LBMC Family of Companies
- Type: US private company
- Industry: Accounting
- Founded: 1984
- Products: Professional Services
- Number of employees: 1000+ (as of February 2016)
- Website: www.lbmc.com

= LBMC =

LBMC, PC is an accounting and professional services firm with its headquarters in Brentwood, Tennessee, part of the Nashville metropolitan area.

LBMC provides audit and assurance, tax, and business advisory services, as well as additional offerings in wealth management, recruiting and staffing, technology consulting, human resources, and procurement.

LBMC employs more than 1000 people across 6 offices in the Southeastern United States, including Nashville, Chattanooga, Knoxville, and Memphis in Tennessee, as well as Louisville, Kentucky, and Charlotte, North Carolina. In 2025, the firm ranked 35th among the largest CPA firms in the United States by Inside Public Accounting, with reported net revenue of $234.6 million.

== History ==
LBMC was founded in 1984in Nashville, Tennessee, as a certified public accounting firm under the name Lattimore, Black, Morgan, and Cain, PC, by partners Jim Lattimore, Charles Black, David Morgan, and Mike Cain. LBMC provides professional services in accounting, audit, tax, and business advisory. The firm also operates several affiliated entities that offer technology consulting, wealth management, procurement, human resources outsourcing, and staffing solutions. As of 2026, James R. Meade Jr. is CEO of LBMC.
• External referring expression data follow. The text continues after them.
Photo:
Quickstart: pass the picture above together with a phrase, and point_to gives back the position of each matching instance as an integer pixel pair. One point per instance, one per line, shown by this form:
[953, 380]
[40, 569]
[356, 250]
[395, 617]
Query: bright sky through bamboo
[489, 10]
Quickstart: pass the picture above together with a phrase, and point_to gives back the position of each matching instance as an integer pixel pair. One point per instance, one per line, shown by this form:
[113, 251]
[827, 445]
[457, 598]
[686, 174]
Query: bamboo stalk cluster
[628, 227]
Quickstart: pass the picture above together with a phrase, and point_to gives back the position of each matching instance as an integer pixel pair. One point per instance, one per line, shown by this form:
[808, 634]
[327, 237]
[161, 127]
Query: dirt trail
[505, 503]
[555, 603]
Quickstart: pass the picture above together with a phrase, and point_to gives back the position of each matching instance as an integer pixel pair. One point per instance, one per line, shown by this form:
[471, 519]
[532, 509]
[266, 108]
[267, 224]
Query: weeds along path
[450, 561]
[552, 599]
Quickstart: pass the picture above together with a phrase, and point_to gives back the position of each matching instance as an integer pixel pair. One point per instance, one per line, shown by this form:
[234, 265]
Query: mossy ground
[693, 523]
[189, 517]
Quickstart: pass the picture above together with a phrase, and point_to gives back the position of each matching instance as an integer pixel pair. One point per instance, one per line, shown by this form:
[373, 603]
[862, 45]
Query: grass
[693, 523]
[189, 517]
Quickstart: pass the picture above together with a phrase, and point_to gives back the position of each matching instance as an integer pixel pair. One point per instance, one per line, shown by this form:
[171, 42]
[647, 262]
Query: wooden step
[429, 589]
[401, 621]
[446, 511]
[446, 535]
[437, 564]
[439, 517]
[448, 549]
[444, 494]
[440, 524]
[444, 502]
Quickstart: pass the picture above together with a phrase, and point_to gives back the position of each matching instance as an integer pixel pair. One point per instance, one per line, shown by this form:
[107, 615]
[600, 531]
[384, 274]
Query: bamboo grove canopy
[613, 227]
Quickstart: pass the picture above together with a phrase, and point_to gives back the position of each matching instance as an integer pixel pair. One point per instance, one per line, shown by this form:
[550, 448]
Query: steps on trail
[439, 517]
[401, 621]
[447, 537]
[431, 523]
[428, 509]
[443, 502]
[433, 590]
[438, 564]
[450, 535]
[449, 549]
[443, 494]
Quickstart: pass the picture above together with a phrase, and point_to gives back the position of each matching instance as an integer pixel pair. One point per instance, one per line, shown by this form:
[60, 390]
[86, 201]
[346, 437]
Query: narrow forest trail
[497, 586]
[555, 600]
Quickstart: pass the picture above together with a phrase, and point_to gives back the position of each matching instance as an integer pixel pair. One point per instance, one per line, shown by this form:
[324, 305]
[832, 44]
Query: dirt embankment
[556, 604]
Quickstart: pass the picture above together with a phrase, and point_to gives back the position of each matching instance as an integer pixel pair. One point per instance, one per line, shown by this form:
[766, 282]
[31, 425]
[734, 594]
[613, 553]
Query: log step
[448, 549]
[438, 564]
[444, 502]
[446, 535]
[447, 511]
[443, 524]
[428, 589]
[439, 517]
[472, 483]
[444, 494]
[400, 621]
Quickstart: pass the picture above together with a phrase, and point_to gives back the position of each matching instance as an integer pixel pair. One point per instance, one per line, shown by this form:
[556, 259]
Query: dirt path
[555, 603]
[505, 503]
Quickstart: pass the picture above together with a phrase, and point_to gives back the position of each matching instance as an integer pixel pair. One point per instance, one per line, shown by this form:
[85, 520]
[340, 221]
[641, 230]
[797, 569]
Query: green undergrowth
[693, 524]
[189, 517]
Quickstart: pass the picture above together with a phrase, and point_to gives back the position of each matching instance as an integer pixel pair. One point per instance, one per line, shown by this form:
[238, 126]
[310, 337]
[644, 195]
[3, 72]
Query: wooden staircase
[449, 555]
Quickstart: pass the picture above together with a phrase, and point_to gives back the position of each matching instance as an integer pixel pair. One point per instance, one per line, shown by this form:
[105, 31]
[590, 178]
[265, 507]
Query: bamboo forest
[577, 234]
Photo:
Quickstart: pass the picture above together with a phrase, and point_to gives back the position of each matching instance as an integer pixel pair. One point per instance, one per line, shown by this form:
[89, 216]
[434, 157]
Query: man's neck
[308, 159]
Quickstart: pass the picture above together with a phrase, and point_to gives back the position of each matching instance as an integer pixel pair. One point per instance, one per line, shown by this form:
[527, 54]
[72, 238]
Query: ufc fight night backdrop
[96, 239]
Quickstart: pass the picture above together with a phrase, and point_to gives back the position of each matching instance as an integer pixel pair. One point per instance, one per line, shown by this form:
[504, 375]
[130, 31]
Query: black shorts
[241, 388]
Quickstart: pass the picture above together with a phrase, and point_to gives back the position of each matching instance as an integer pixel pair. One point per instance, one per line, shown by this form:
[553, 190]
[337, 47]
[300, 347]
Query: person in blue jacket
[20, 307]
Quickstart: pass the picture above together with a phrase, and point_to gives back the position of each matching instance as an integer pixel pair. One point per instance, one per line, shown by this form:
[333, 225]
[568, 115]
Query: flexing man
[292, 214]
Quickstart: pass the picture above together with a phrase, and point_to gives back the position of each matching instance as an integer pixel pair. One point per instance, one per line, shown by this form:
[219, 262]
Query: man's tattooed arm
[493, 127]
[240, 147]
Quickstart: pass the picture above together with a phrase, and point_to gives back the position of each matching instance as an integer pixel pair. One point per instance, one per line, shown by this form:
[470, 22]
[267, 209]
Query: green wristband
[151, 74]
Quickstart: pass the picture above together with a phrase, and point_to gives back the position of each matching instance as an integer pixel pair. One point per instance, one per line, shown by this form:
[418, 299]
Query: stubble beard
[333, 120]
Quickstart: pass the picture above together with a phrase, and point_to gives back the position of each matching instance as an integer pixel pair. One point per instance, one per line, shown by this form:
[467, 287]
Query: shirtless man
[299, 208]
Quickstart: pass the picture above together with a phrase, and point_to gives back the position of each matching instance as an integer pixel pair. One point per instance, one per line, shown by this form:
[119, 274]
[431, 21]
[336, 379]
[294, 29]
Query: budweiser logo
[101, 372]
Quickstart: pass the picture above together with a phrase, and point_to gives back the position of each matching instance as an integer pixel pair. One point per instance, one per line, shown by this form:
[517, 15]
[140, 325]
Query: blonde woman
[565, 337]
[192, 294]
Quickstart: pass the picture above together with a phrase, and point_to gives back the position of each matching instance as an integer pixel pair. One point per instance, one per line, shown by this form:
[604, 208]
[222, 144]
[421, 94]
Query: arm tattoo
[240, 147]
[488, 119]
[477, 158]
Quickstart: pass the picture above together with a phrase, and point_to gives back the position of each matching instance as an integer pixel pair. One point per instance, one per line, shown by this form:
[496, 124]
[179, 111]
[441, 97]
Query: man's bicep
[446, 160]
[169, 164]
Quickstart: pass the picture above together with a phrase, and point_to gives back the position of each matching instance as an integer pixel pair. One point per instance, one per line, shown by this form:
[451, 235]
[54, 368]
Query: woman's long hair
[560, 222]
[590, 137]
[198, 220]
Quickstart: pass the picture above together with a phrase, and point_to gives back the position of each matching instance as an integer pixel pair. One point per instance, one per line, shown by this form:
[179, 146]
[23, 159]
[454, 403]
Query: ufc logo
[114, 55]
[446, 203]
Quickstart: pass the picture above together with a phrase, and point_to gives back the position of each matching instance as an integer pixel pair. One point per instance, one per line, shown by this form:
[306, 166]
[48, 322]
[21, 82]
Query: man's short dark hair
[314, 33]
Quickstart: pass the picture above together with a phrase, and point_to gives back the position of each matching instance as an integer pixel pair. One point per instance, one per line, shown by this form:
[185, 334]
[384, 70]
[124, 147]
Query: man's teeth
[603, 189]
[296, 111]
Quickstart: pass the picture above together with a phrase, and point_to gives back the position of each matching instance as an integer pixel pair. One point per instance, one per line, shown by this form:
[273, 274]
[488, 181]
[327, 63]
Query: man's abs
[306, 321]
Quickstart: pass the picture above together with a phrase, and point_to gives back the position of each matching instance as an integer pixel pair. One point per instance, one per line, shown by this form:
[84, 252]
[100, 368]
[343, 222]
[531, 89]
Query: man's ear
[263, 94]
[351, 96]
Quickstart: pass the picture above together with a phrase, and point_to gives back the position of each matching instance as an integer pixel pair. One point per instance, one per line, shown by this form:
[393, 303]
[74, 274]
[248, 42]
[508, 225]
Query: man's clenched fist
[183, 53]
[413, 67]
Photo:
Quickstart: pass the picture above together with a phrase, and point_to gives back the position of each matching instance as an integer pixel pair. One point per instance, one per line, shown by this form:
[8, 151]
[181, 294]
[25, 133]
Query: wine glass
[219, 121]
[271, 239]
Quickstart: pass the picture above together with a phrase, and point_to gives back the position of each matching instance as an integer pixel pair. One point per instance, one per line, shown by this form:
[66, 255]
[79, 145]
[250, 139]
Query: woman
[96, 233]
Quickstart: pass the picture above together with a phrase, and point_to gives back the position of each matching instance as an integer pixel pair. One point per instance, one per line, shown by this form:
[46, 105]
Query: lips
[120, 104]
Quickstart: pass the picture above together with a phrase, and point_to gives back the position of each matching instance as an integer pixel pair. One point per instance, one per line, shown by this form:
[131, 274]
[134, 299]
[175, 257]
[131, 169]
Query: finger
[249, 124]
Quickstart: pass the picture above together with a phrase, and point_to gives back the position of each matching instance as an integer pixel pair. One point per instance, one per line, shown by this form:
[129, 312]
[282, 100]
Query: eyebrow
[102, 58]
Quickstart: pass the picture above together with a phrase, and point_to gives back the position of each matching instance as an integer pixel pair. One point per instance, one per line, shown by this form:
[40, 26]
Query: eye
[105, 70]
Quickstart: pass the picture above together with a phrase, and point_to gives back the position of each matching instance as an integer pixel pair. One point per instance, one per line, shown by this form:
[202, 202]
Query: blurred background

The firm expanded in the 1990s by adding business valuation, litigation support, payroll outsourcing, and information technology consulting. In 1996, it established LBMC Technologies, later renamed LBMC Technology Solutions. Growth continued through the 2000s, with the launch of healthcare consulting and risk services.

Later in the late 2010s, LBMC expanded its advisory and technology capabilities through a series of acquisitions. Accounting Today reported that the firm acquired the Tennessee-based outsourcing provider W Squared and Pivotal Bridge’s Intacct consulting practice in 2017, followed by the data-analytics firm Think Data Insights in 2019.

The company acquired Knoxville-based IT Solutions in 2005 and two Tennessee accounting firms, McWilliams & Company and Petty & Landis, in 2007.

LBMC acquired W Squared and Procurement Solutions in 2017, Think Data Insights in 2019, and the Charlotte-based InterDyn Artis in 2020. In 2021, LBMC’s cybersecurity division, CyberMaxx, was acquired by Periscope Equity.Later in 2022, The LBMC Cares Foundation was created. LBMC expanded geographically through mergers with Strothman and Company of Louisville in 2023 and Frazee Ivy Davis of Memphis in 2024.

In September 2023, Nashville Business Journal reported that CEO Jeff Drummonds stepped down after nearly a decade in the role to take on strategic growth initiatives within the organization. Jim Meade Jr., previously the firm’s chief strategy officer, was appointed as the new CEO.

In October 2023, LBMC announced a merger with Strothman & Co., a Louisville-based accounting firm with operations in Kentucky and Indiana. The deal became effective on November 1st, 2023, and marked one of LBMC’s largest expansion moves, adding more than 100 professionals and extending its physical presence into new Midwestern markets.

In 2025, the firm ranked 35th among the largest CPA firms in the United States by Inside Public Accounting, with reported net revenue of $234.6 million, and has been recognized on Forbes’ “America’s Best Tax and Accounting Firms” list and on Fortune’s Best Workplaces in Consulting & Professional Services rankings.